Declarações polêmicas do deputado licenciado sobre sanções a Davi Alcolumbre e Hugo Motta geram reações no Congresso e intensificam pressão pelo fim de seu mandato na Câmara
As recentes declarações do deputado federal licenciado Eduardo Bolsonaro (PL-SP), feitas durante entrevista nos Estados Unidos, aumentaram a temperatura política em Brasília e fortaleceram os pedidos de cassação de seu mandato na Câmara dos Deputados. Ao sugerir que os presidentes da Câmara, Hugo Motta (Republicanos-PB), e do Senado, Davi Alcolumbre (União Brasil-AP), poderiam sofrer sanções internacionais caso não pautassem projetos alinhados com o bolsonarismo, o parlamentar provocou reações duras do governo e de membros do Legislativo.

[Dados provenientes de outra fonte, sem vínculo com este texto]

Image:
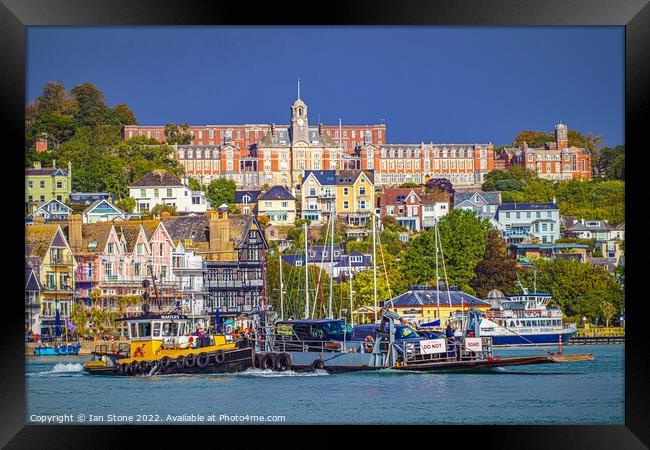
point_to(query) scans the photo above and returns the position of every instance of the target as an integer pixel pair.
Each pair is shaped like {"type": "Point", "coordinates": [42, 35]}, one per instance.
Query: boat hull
{"type": "Point", "coordinates": [531, 339]}
{"type": "Point", "coordinates": [236, 360]}
{"type": "Point", "coordinates": [57, 351]}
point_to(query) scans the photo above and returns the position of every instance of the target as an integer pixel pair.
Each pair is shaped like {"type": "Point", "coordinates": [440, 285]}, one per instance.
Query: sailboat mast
{"type": "Point", "coordinates": [306, 276]}
{"type": "Point", "coordinates": [350, 276]}
{"type": "Point", "coordinates": [281, 289]}
{"type": "Point", "coordinates": [329, 309]}
{"type": "Point", "coordinates": [435, 237]}
{"type": "Point", "coordinates": [374, 262]}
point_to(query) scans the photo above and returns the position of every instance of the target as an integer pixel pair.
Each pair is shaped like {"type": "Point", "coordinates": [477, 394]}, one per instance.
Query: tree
{"type": "Point", "coordinates": [124, 115]}
{"type": "Point", "coordinates": [221, 191]}
{"type": "Point", "coordinates": [497, 270]}
{"type": "Point", "coordinates": [607, 310]}
{"type": "Point", "coordinates": [126, 204]}
{"type": "Point", "coordinates": [463, 237]}
{"type": "Point", "coordinates": [177, 134]}
{"type": "Point", "coordinates": [194, 184]}
{"type": "Point", "coordinates": [92, 110]}
{"type": "Point", "coordinates": [576, 287]}
{"type": "Point", "coordinates": [159, 208]}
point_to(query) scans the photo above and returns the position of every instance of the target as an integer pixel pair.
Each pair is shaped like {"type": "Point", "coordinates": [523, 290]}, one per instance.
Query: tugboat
{"type": "Point", "coordinates": [57, 350]}
{"type": "Point", "coordinates": [161, 344]}
{"type": "Point", "coordinates": [524, 319]}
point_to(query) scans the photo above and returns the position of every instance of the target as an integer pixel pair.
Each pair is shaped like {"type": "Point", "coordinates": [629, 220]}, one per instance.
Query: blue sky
{"type": "Point", "coordinates": [441, 84]}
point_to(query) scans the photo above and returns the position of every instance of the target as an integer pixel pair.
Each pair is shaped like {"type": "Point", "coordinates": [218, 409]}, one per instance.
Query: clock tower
{"type": "Point", "coordinates": [299, 124]}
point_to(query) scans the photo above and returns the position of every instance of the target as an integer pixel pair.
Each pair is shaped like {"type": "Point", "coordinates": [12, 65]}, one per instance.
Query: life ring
{"type": "Point", "coordinates": [368, 343]}
{"type": "Point", "coordinates": [267, 362]}
{"type": "Point", "coordinates": [165, 362]}
{"type": "Point", "coordinates": [317, 365]}
{"type": "Point", "coordinates": [190, 360]}
{"type": "Point", "coordinates": [202, 360]}
{"type": "Point", "coordinates": [283, 362]}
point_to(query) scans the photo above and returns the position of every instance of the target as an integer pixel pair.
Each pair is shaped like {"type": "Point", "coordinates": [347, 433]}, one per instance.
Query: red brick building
{"type": "Point", "coordinates": [555, 161]}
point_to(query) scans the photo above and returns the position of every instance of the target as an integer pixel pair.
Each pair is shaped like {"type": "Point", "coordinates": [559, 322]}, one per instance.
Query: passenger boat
{"type": "Point", "coordinates": [523, 319]}
{"type": "Point", "coordinates": [57, 349]}
{"type": "Point", "coordinates": [162, 344]}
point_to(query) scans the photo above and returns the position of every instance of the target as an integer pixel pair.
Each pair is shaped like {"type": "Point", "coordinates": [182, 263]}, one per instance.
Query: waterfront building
{"type": "Point", "coordinates": [53, 210]}
{"type": "Point", "coordinates": [33, 288]}
{"type": "Point", "coordinates": [87, 198]}
{"type": "Point", "coordinates": [523, 222]}
{"type": "Point", "coordinates": [413, 208]}
{"type": "Point", "coordinates": [484, 204]}
{"type": "Point", "coordinates": [526, 252]}
{"type": "Point", "coordinates": [394, 164]}
{"type": "Point", "coordinates": [278, 205]}
{"type": "Point", "coordinates": [246, 201]}
{"type": "Point", "coordinates": [235, 263]}
{"type": "Point", "coordinates": [599, 230]}
{"type": "Point", "coordinates": [48, 253]}
{"type": "Point", "coordinates": [102, 211]}
{"type": "Point", "coordinates": [554, 161]}
{"type": "Point", "coordinates": [162, 188]}
{"type": "Point", "coordinates": [42, 184]}
{"type": "Point", "coordinates": [424, 304]}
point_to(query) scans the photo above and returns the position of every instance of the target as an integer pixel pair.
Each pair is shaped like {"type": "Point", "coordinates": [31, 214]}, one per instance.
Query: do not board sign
{"type": "Point", "coordinates": [431, 346]}
{"type": "Point", "coordinates": [473, 344]}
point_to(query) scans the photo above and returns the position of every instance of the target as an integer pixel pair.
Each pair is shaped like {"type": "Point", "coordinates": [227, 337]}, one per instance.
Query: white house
{"type": "Point", "coordinates": [161, 188]}
{"type": "Point", "coordinates": [102, 211]}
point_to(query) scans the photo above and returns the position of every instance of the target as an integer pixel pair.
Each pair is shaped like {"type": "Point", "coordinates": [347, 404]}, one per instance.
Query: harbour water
{"type": "Point", "coordinates": [569, 393]}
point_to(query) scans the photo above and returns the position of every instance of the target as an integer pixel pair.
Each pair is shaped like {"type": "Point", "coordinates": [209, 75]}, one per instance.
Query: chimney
{"type": "Point", "coordinates": [41, 145]}
{"type": "Point", "coordinates": [219, 230]}
{"type": "Point", "coordinates": [75, 232]}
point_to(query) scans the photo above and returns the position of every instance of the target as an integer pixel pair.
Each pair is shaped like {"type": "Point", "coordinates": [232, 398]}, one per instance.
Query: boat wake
{"type": "Point", "coordinates": [60, 369]}
{"type": "Point", "coordinates": [288, 373]}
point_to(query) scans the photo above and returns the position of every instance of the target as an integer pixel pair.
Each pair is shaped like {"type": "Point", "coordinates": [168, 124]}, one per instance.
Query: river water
{"type": "Point", "coordinates": [565, 393]}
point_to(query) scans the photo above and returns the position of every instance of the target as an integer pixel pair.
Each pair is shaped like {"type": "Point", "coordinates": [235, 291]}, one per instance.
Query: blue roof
{"type": "Point", "coordinates": [239, 195]}
{"type": "Point", "coordinates": [428, 296]}
{"type": "Point", "coordinates": [277, 193]}
{"type": "Point", "coordinates": [324, 177]}
{"type": "Point", "coordinates": [527, 206]}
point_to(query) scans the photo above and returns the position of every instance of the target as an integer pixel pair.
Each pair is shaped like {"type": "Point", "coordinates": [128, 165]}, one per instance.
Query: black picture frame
{"type": "Point", "coordinates": [634, 15]}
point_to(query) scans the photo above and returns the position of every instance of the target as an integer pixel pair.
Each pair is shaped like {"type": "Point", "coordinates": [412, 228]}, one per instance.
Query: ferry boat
{"type": "Point", "coordinates": [162, 344]}
{"type": "Point", "coordinates": [57, 350]}
{"type": "Point", "coordinates": [523, 319]}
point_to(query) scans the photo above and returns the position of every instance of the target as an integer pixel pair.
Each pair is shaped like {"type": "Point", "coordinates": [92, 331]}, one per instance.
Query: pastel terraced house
{"type": "Point", "coordinates": [42, 184]}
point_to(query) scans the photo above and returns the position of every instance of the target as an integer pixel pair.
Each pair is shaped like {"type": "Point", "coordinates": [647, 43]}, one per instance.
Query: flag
{"type": "Point", "coordinates": [71, 326]}
{"type": "Point", "coordinates": [57, 324]}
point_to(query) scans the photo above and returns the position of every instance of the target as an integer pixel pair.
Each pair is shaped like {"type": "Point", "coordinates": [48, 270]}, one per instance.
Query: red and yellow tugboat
{"type": "Point", "coordinates": [166, 344]}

Durante a entrevista, Eduardo afirmou que poderia apresentar aos EUA informações que levassem à revogação de vistos, bloqueios de contas bancárias e até restrições a serviços digitais para autoridades brasileiras que, segundo ele, estariam se opondo a pautas como o impeachment do ministro Alexandre de Moraes e a anistia aos envolvidos no ataque às sedes dos Três Poderes em 8 de janeiro de 2023.
A declaração foi classificada como “inaceitável” por parlamentares da base governista e provocou forte resposta da ministra das Relações Institucionais, Gleisi Hoffmann, que acusou o deputado de “trair a soberania nacional” e “atuar contra a democracia brasileira”. “É um crime intolerável e ele deve ser punido com rigor”, afirmou Gleisi em nota.
O líder do PT na Câmara, Lindbergh Farias, também criticou as ameaças e reforçou os pedidos de cassação já protocolados contra Eduardo Bolsonaro. “Ele tenta usar uma potência estrangeira para pressionar o Congresso Nacional. Isso é gravíssimo e representa uma clara quebra de decoro parlamentar”, disse.
Parlamentares de partidos como PCdoB e PSOL engrossaram o coro. A deputada federal Alice Portugal (PCdoB-BA) destacou que Eduardo se licenciou da função para residir nos Estados Unidos, mas tem atuado politicamente de forma a prejudicar o Brasil. “Não se trata de liberdade de expressão, mas de uma ação internacional contra o próprio país. O Legislativo não pode se omitir diante disso”, afirmou.
Apesar da gravidade dos fatos, a tramitação de um pedido de cassação na Câmara dos Deputados enfrenta obstáculos. O processo depende da atuação do Conselho de Ética, dominado por aliados do ex-presidente Jair Bolsonaro e pelo chamado Centrão, o que pode dificultar o avanço da proposta.
Enquanto isso, no Supremo Tribunal Federal (STF), Eduardo também é alvo de um inquérito por coação no curso do processo, obstrução da Justiça e tentativa de abolir o Estado democrático de Direito, fatos que podem ter implicações penais e políticas mais severas.
A postura dos presidentes da Câmara e do Senado foi de silêncio. Nem Hugo Motta nem Davi Alcolumbre se pronunciaram oficialmente, o que, segundo aliados, foi uma estratégia para não “alimentar” a polêmica.
Com os ânimos acirrados, a crise envolvendo o filho do ex-presidente Jair Bolsonaro expõe um novo e delicado embate entre os Poderes e pode se transformar em um marco no debate sobre os limites da imunidade parlamentar e a responsabilidade institucional de seus membros.